Bruno Fatier has been working as a banking and financial service lawyer since 2001. He has an LLM degree from Notre Dame Law School and a degree in political science from the Bordeaux Institute of Political Science. Bruno has written articles on issues such as bank secrecy, fund custody, payment services and e-money and is a regular speaker at payment and e-commerce global conferences.
This paper aims to assess the EU payments framework, as implemented in France, from the standpoint of the freedom of commerce and the vitality of the payments industry, to assess whether too much emphasis has been put on general interest such as consumer protection.
Keywords: freedom of commerce, payments industry, payment services, e-money, EMD2, PSD, PSD2
The PSD1 and the EMD2 have opened up the payments industry to newcomers, thereby rejuvenating a sector long seen (at least in France) as a dusty, back-office piece of furniture, making a sorry comparison with the glamorous worlds of structured finance or derivatives and barely able to generate profits on its own.
Setting aside a few specific initiatives such as the Single Euro Payments Area (SEPA), which is making progress at a snail’s pace for well-known reasons, the European payments industry is fast becoming a fertile crossroad, where people from different backgrounds3 engage with each other to create new and dynamic business models, combining, for instance, debt collection and payment services,4 mobile use and e-money5 or separating the issuance from the administration of payment means for regulatory pooling purposes.6
One cannot help but appreciate the high potential for growth brought about by the strategic choices made at a European level to harmonise and open up the payments industry since the beginning of this century (through the adoption of the EMD). But although the door to the payments industry has indeed been opened, only a few new players have both decided and been allowed to come in.
Why is it that so? There are many possible explanations for why there are so few new market entrants, but among them there appear to be two recurrent, if not prevailing, reasons: first, the choice that has to be made between an e-money or a payment institution licence is frustrating for businesses whose viability largely depends on being able to offer the widest possible range of payment solutions, irrespective of any subtle regulatory distinction between e-money and payment services; and secondly, notwithstanding European Union (EU) harmonisation, local resistance prevents business models from being fully supported by EU cross-border growth.

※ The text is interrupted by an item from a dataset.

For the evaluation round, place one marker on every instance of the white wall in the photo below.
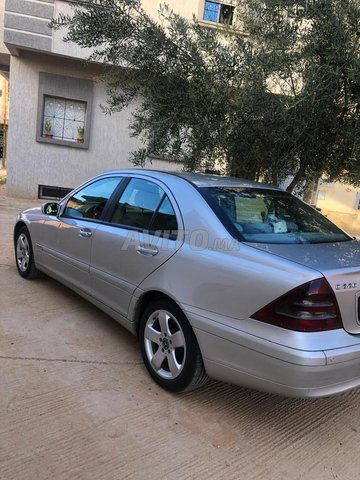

Can we improve matters? From a legal perspective, it is important to challenge the validity of the choices made, or yet to be made at an EU level, so as to assess whether the right balance has been struck between all the interests at stake in the payments industry. In particular, it is important that regulatory constraints imposed on the freedom of commerce in the name of general interest such as consumer protection (i) are not so burdensome that they discourage newcomers from entering the market and (ii) do actually promote general interest. Legal clarification is also needed on key concepts such as ‘payment services’, so as to reduce the risk of divergent interpretations among market practitioners (licensed and unlicensed service providers, consumers, regulators and courts).
This paper assesses how well EU legislation promotes efficiency and encourages new market entrants in the payments industry from the perspective of: (1) the PSD licensable activities; and (2) the EU harmonisation process.
SCOPE OF PSD LICENSABLE ACTIVITIES
Again, it is important to underline the contribution made by EU legislation to the opening up of the payments industry to participants coming from outside a traditional banking background. The scope of licensable activities still needs to be clarified, however, in order to provide the payments industry with a solid foundation from which it can grow. Market players are experiencing unnecessary difficulties when assessing whether their activities or projects involve ‘payment services’ within the scope of the PSD, owing to the absence of a true definition of ‘payment service’. Unfortunately, the awaited definition is not only absent from the draft of PSD2 proposed by the European Commission,7 but the existing categories of payment services will be extended and divided into (A) existing ‘true’ payment services and (B) new payment services which, in the author’s view, should be subject to much lighter regulation, as they are different in nature from true payment services.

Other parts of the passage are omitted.